13 En utilisant les termes «l’espèce, la qualité, la quantité, la destination, la valeur, la provenance géographique ou l’époque de la production du produit ou de la prestation du service, ou d’autres caractéristiques de ceux-ci», figurant à l’article 7, paragraphe 1, point c), du RMUE, le législateur de l’Union a précisé, d’une part, que ces termes doivent tous être considérés comme correspondant aux caractéristiques de produits ou de services et, d’autre part, que cette liste n’est pas exhaustive, car d’autres caractéristiques de ces produits ou services peuvent également être prises en compte (07/05/2019-, T 423/18, vita, EU:T:2019:291, § 42).

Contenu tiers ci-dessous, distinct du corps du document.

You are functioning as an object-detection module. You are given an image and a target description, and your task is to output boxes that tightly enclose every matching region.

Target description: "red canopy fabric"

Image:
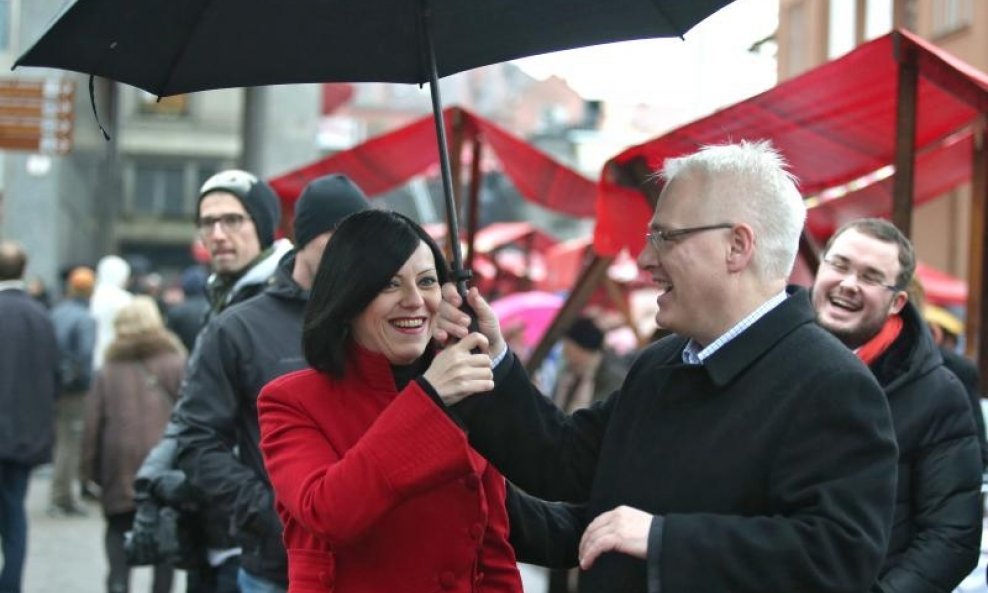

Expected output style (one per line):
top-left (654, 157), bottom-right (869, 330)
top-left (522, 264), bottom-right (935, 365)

top-left (269, 107), bottom-right (597, 219)
top-left (806, 132), bottom-right (974, 242)
top-left (594, 31), bottom-right (988, 255)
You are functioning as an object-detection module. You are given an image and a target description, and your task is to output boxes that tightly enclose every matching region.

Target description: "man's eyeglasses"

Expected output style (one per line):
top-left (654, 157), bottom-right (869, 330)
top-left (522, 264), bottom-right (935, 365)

top-left (823, 258), bottom-right (899, 292)
top-left (645, 222), bottom-right (734, 251)
top-left (196, 213), bottom-right (248, 236)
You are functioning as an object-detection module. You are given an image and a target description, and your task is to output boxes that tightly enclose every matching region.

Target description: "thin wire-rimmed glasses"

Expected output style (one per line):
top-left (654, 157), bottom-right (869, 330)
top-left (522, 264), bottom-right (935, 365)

top-left (823, 257), bottom-right (899, 292)
top-left (645, 222), bottom-right (734, 251)
top-left (196, 212), bottom-right (250, 237)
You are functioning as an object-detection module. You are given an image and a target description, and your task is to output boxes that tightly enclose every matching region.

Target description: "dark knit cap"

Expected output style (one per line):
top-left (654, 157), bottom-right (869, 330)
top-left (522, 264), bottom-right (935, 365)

top-left (566, 317), bottom-right (604, 351)
top-left (197, 169), bottom-right (281, 249)
top-left (294, 174), bottom-right (370, 249)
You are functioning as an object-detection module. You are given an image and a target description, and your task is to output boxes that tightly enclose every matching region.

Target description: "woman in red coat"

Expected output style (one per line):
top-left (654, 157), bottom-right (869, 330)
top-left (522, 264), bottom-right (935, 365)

top-left (258, 210), bottom-right (522, 593)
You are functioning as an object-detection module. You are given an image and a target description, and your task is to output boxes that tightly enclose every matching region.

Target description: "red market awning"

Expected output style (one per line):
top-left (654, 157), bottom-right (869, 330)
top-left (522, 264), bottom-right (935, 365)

top-left (594, 31), bottom-right (988, 255)
top-left (269, 107), bottom-right (597, 219)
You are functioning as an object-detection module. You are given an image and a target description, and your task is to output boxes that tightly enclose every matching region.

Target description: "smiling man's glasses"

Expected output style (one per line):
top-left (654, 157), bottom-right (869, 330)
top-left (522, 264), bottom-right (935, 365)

top-left (823, 257), bottom-right (899, 292)
top-left (196, 213), bottom-right (248, 237)
top-left (645, 222), bottom-right (734, 251)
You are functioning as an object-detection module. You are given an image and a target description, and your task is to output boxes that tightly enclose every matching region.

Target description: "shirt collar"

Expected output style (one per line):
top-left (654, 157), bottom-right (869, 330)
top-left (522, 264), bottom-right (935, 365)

top-left (682, 290), bottom-right (787, 365)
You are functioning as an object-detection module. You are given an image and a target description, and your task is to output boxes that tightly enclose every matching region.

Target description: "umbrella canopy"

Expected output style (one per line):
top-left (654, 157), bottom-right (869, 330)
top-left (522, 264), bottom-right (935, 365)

top-left (14, 0), bottom-right (733, 294)
top-left (15, 0), bottom-right (732, 96)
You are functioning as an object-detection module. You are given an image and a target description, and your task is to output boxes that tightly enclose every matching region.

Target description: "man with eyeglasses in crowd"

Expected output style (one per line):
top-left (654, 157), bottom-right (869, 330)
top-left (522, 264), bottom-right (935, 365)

top-left (813, 218), bottom-right (981, 593)
top-left (131, 169), bottom-right (292, 593)
top-left (436, 142), bottom-right (897, 593)
top-left (196, 169), bottom-right (292, 316)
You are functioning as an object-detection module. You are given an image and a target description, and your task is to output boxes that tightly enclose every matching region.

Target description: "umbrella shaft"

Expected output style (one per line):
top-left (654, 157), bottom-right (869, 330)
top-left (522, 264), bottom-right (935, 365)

top-left (420, 5), bottom-right (469, 296)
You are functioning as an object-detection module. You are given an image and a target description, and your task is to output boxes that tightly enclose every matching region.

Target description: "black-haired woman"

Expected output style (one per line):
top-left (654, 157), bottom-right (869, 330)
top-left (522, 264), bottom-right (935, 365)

top-left (258, 210), bottom-right (521, 593)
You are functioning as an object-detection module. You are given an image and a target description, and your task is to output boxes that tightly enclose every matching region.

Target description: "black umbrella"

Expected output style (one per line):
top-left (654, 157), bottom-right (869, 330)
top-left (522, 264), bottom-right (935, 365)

top-left (14, 0), bottom-right (733, 291)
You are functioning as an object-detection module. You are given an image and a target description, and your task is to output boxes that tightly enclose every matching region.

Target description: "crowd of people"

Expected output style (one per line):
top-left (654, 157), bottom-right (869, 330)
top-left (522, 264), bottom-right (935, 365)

top-left (0, 142), bottom-right (988, 593)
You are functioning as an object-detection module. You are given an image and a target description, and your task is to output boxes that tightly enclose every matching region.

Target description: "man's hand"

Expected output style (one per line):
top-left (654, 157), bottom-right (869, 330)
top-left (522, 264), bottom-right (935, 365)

top-left (422, 333), bottom-right (494, 406)
top-left (151, 469), bottom-right (196, 507)
top-left (433, 282), bottom-right (507, 357)
top-left (580, 506), bottom-right (652, 570)
top-left (126, 500), bottom-right (159, 566)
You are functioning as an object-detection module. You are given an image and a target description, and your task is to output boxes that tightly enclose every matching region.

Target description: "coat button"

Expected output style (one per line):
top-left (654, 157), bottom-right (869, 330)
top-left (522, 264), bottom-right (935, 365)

top-left (439, 571), bottom-right (456, 589)
top-left (319, 570), bottom-right (333, 587)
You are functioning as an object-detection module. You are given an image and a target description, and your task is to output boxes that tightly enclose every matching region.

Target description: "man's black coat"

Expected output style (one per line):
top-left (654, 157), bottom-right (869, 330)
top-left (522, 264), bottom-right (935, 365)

top-left (453, 290), bottom-right (897, 593)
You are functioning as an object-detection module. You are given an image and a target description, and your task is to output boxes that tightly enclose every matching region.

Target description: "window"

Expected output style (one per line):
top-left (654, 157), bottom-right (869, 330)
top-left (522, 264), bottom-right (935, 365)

top-left (865, 0), bottom-right (893, 41)
top-left (127, 157), bottom-right (220, 221)
top-left (132, 163), bottom-right (184, 218)
top-left (827, 0), bottom-right (858, 59)
top-left (933, 0), bottom-right (974, 37)
top-left (783, 2), bottom-right (809, 77)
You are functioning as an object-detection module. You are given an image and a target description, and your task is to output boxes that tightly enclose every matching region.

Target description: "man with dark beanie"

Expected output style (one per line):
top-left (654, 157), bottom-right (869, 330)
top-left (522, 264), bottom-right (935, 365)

top-left (132, 169), bottom-right (292, 593)
top-left (196, 169), bottom-right (291, 316)
top-left (175, 175), bottom-right (369, 593)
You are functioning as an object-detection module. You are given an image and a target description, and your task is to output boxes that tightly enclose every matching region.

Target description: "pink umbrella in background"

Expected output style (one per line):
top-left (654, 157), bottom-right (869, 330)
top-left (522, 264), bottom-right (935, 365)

top-left (491, 291), bottom-right (566, 358)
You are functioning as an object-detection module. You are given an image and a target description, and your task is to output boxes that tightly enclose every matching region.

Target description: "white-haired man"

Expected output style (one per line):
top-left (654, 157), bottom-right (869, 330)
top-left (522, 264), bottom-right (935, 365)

top-left (437, 142), bottom-right (896, 593)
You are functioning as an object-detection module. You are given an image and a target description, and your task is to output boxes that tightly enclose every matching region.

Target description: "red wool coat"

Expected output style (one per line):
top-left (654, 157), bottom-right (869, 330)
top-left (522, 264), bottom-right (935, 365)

top-left (257, 347), bottom-right (522, 593)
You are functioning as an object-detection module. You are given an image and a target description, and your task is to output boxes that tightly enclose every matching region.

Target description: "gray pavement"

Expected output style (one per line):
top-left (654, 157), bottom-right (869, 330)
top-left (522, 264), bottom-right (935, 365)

top-left (9, 466), bottom-right (988, 593)
top-left (23, 466), bottom-right (185, 593)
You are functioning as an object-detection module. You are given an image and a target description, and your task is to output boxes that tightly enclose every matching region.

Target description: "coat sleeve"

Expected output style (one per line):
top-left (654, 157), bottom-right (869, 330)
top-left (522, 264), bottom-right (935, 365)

top-left (658, 371), bottom-right (898, 593)
top-left (507, 484), bottom-right (587, 568)
top-left (79, 372), bottom-right (106, 484)
top-left (174, 317), bottom-right (281, 535)
top-left (877, 376), bottom-right (981, 593)
top-left (258, 375), bottom-right (471, 546)
top-left (450, 353), bottom-right (619, 503)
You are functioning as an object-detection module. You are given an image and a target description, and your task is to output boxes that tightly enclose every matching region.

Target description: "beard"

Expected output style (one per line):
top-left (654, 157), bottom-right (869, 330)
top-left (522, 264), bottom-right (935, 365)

top-left (817, 302), bottom-right (892, 350)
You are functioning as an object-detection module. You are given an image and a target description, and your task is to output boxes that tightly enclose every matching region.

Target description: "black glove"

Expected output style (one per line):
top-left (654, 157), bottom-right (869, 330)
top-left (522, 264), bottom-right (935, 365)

top-left (151, 469), bottom-right (196, 508)
top-left (124, 500), bottom-right (158, 566)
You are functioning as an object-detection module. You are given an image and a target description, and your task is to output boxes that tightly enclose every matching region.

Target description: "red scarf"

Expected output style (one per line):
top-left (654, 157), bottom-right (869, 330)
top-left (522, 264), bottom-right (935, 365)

top-left (854, 315), bottom-right (902, 365)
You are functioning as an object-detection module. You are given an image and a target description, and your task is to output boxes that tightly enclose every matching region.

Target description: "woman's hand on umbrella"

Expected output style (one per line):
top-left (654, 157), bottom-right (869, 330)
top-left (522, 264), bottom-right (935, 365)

top-left (422, 333), bottom-right (494, 406)
top-left (434, 282), bottom-right (507, 357)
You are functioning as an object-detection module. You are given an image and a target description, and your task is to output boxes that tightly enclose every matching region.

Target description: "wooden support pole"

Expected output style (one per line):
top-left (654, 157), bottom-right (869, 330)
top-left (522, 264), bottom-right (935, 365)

top-left (466, 134), bottom-right (483, 270)
top-left (965, 122), bottom-right (988, 377)
top-left (525, 253), bottom-right (614, 374)
top-left (892, 33), bottom-right (919, 237)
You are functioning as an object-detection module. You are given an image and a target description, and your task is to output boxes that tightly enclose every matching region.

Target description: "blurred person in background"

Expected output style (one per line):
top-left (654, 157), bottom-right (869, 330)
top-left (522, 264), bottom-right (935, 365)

top-left (552, 317), bottom-right (624, 414)
top-left (165, 265), bottom-right (209, 352)
top-left (82, 295), bottom-right (186, 593)
top-left (48, 267), bottom-right (96, 517)
top-left (175, 175), bottom-right (370, 593)
top-left (133, 169), bottom-right (292, 593)
top-left (0, 241), bottom-right (59, 593)
top-left (89, 255), bottom-right (134, 371)
top-left (813, 218), bottom-right (982, 593)
top-left (196, 169), bottom-right (292, 315)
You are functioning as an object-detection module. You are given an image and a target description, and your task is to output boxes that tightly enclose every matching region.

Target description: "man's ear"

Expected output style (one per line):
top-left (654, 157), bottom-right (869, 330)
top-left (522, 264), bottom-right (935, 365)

top-left (889, 290), bottom-right (908, 315)
top-left (727, 223), bottom-right (755, 272)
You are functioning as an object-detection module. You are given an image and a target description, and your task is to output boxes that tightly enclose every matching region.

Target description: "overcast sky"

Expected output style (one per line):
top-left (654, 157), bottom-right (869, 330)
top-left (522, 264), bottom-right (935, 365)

top-left (515, 0), bottom-right (779, 112)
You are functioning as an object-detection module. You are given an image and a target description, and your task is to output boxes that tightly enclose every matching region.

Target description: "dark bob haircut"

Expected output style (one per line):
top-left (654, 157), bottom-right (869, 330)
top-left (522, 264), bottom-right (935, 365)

top-left (302, 209), bottom-right (449, 377)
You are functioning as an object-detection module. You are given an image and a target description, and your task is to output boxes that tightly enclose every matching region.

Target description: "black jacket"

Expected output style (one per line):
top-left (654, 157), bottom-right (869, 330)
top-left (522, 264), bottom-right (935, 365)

top-left (0, 282), bottom-right (59, 467)
top-left (175, 253), bottom-right (309, 583)
top-left (453, 290), bottom-right (897, 593)
top-left (871, 304), bottom-right (981, 593)
top-left (937, 344), bottom-right (988, 471)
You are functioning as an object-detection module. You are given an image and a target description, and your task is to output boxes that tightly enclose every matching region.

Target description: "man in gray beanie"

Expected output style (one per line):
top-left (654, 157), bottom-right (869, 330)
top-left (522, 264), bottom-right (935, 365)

top-left (175, 175), bottom-right (370, 593)
top-left (196, 169), bottom-right (291, 316)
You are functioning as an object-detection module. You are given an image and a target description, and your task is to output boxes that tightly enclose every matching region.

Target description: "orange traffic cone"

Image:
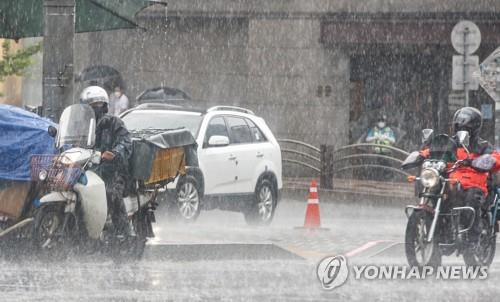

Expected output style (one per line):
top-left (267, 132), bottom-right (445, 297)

top-left (304, 180), bottom-right (321, 229)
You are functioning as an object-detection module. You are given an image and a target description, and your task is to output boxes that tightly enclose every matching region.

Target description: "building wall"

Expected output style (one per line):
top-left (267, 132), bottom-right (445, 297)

top-left (75, 17), bottom-right (349, 149)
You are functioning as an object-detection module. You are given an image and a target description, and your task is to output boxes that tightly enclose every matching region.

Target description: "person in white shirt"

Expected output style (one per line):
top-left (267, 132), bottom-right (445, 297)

top-left (109, 86), bottom-right (129, 116)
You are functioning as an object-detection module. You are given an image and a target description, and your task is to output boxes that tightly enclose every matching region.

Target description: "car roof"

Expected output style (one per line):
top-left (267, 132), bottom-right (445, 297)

top-left (124, 103), bottom-right (255, 116)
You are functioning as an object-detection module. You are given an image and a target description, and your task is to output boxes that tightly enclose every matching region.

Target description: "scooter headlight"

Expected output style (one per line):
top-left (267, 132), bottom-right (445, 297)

top-left (38, 170), bottom-right (49, 181)
top-left (420, 169), bottom-right (439, 188)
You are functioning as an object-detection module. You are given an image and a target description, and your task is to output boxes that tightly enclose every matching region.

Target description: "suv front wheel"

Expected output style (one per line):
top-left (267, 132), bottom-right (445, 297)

top-left (244, 179), bottom-right (277, 225)
top-left (173, 175), bottom-right (201, 222)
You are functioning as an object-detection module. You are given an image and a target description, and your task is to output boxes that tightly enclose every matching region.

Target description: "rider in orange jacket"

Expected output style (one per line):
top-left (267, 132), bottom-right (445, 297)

top-left (420, 107), bottom-right (494, 243)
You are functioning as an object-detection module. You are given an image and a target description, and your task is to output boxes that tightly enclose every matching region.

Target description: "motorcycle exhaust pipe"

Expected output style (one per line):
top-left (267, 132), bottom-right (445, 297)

top-left (0, 218), bottom-right (34, 238)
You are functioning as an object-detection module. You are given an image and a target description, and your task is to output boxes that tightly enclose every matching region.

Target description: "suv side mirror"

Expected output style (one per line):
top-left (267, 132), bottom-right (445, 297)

top-left (208, 135), bottom-right (229, 147)
top-left (47, 126), bottom-right (57, 137)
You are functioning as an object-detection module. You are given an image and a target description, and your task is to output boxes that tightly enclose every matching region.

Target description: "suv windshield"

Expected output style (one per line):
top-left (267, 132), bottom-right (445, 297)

top-left (123, 110), bottom-right (203, 137)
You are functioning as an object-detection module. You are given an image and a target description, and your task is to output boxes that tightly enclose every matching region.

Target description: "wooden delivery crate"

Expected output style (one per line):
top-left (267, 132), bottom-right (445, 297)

top-left (0, 181), bottom-right (31, 219)
top-left (145, 147), bottom-right (186, 184)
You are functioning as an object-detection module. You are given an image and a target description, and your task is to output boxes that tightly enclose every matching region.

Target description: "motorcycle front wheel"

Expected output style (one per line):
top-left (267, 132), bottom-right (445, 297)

top-left (405, 210), bottom-right (441, 267)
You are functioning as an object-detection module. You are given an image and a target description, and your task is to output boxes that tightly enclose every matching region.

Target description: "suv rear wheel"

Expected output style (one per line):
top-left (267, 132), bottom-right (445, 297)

top-left (244, 179), bottom-right (277, 225)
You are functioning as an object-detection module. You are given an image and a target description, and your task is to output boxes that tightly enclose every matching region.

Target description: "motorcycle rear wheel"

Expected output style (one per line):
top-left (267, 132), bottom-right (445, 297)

top-left (112, 211), bottom-right (150, 262)
top-left (405, 210), bottom-right (441, 267)
top-left (463, 217), bottom-right (497, 267)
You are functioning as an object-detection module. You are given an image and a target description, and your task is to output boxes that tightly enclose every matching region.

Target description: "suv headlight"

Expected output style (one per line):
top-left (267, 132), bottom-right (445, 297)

top-left (420, 168), bottom-right (439, 188)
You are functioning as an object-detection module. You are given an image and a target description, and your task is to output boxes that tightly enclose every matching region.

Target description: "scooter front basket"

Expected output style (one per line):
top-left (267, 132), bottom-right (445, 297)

top-left (31, 154), bottom-right (83, 191)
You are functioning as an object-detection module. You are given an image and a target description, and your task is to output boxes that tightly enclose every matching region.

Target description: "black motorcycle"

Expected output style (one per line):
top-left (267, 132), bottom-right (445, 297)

top-left (402, 129), bottom-right (500, 267)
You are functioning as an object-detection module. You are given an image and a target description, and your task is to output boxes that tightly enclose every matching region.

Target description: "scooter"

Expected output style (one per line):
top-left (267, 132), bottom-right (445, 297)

top-left (31, 104), bottom-right (161, 258)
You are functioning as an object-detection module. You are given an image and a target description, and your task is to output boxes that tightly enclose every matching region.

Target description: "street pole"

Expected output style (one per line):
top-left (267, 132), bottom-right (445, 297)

top-left (42, 0), bottom-right (75, 122)
top-left (464, 27), bottom-right (469, 107)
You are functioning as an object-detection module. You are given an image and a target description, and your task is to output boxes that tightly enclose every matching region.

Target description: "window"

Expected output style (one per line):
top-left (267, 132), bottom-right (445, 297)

top-left (246, 119), bottom-right (267, 143)
top-left (226, 116), bottom-right (252, 144)
top-left (203, 116), bottom-right (229, 146)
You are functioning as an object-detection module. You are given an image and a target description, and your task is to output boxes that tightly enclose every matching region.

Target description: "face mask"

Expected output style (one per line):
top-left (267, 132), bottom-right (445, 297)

top-left (93, 106), bottom-right (108, 121)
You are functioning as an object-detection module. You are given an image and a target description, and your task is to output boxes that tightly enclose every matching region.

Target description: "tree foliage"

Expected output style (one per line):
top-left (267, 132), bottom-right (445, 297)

top-left (0, 40), bottom-right (42, 82)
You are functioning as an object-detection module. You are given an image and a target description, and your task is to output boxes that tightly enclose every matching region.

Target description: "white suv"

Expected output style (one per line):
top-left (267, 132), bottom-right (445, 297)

top-left (122, 104), bottom-right (283, 224)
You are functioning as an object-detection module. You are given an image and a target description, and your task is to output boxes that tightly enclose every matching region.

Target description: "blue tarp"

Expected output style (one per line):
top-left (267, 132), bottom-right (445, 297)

top-left (0, 104), bottom-right (57, 181)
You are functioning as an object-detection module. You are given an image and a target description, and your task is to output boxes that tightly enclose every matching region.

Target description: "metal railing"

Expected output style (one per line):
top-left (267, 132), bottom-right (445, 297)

top-left (278, 139), bottom-right (321, 173)
top-left (278, 139), bottom-right (409, 188)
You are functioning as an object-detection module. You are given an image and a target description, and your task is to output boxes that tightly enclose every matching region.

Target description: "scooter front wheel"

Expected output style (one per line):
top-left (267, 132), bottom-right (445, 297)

top-left (32, 205), bottom-right (71, 260)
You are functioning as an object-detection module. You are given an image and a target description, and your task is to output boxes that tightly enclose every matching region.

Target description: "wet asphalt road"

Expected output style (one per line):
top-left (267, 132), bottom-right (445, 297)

top-left (0, 195), bottom-right (500, 301)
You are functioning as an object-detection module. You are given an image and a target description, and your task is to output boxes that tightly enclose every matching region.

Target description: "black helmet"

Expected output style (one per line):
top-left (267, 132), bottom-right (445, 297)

top-left (453, 107), bottom-right (483, 136)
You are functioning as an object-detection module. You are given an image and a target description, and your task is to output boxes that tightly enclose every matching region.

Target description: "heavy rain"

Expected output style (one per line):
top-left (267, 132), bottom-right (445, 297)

top-left (0, 0), bottom-right (500, 301)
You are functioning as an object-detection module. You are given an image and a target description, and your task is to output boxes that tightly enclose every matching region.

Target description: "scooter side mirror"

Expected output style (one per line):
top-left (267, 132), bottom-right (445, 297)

top-left (422, 129), bottom-right (434, 144)
top-left (47, 126), bottom-right (57, 137)
top-left (457, 131), bottom-right (470, 148)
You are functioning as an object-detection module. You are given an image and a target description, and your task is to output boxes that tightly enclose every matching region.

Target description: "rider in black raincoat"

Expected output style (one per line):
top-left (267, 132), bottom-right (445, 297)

top-left (80, 86), bottom-right (132, 235)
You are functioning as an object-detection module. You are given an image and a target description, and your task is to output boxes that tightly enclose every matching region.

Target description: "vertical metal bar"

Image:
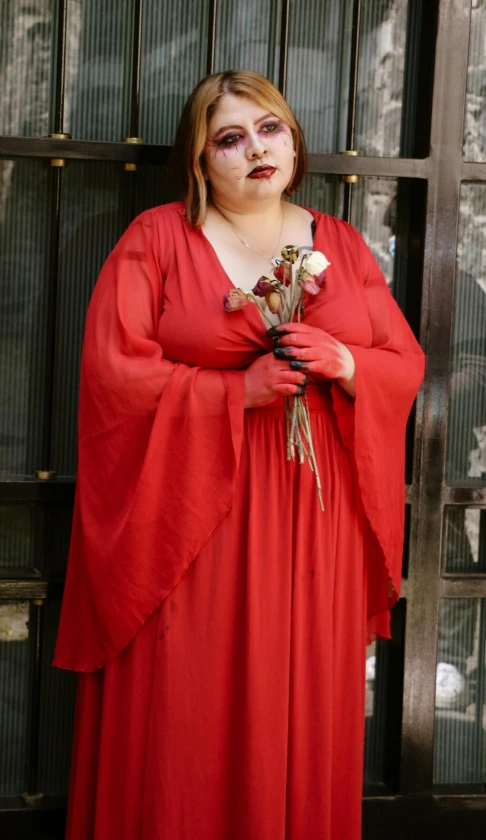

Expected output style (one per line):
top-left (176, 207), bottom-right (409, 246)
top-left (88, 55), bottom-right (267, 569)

14 Le choix par le législateur de l’Union du terme «caractéristique» met en exergue le fait que les signes visés à l’article 7, paragraphe 1, point c), du RMUE ne sont que ceux qui servent à désigner une propriété, facilement reconnaissable par les milieux intéressés, des produits ou des services pour lesquels l’enregistrement est demandé. Par conséquent, un signe ne saurait être refusé à l’enregistrement sur le fondement de cette disposition que s’il est raisonnable d’envisager qu’il sera effectivement reconnu par les milieux intéressés comme une description de l’une desdites caractéristiques [25/06/2020, T-133/19, Off-
White (fig.), EU:T:2020:293, § 36].
15 En outre, bien qu’il soit indifférent qu’une telle caractéristique soit essentielle ou accessoire sur le plan commercial, une caractéristique, au sens de l’article 7, paragraphe 1, point c), du RMUE, doit néanmoins être objective et inhérente à la nature de ce produit ou de ce service et intrinsèque et permanente à son égard [25/06/2020, T-133/19, Off-White
(fig.), EU:T:2020:293, § 37].
16 Enfin, pour refuser l’enregistrement d’une marque sur le fondement de l’article 7, paragraphe 1, point c), du RMUE, il n’est pas nécessaire que les signes et indicat io ns composant la marque visés à cet article soient effectivement utilisés, au moment de la demande d’enregistrement, à des fins descriptives de produits ou de services tels que ceux pour lesquels la demande est présentée ou des caractéristiques de ces produits ou de ces services. Il suffit, comme l’indique la lettre même de cette disposition, que ces signes et indications puissent être utilisés à de telles fins. Un signe verbal doit ainsi se voir opposer un refus d’enregistrement, en application de ladite disposition, si, en au moins une de ses significations potentielles, il désigne une caractéristique des produits ou services concernés
(23/10/2003, C-191/01 P, Doublemint, EU:C:2003:579, § 32).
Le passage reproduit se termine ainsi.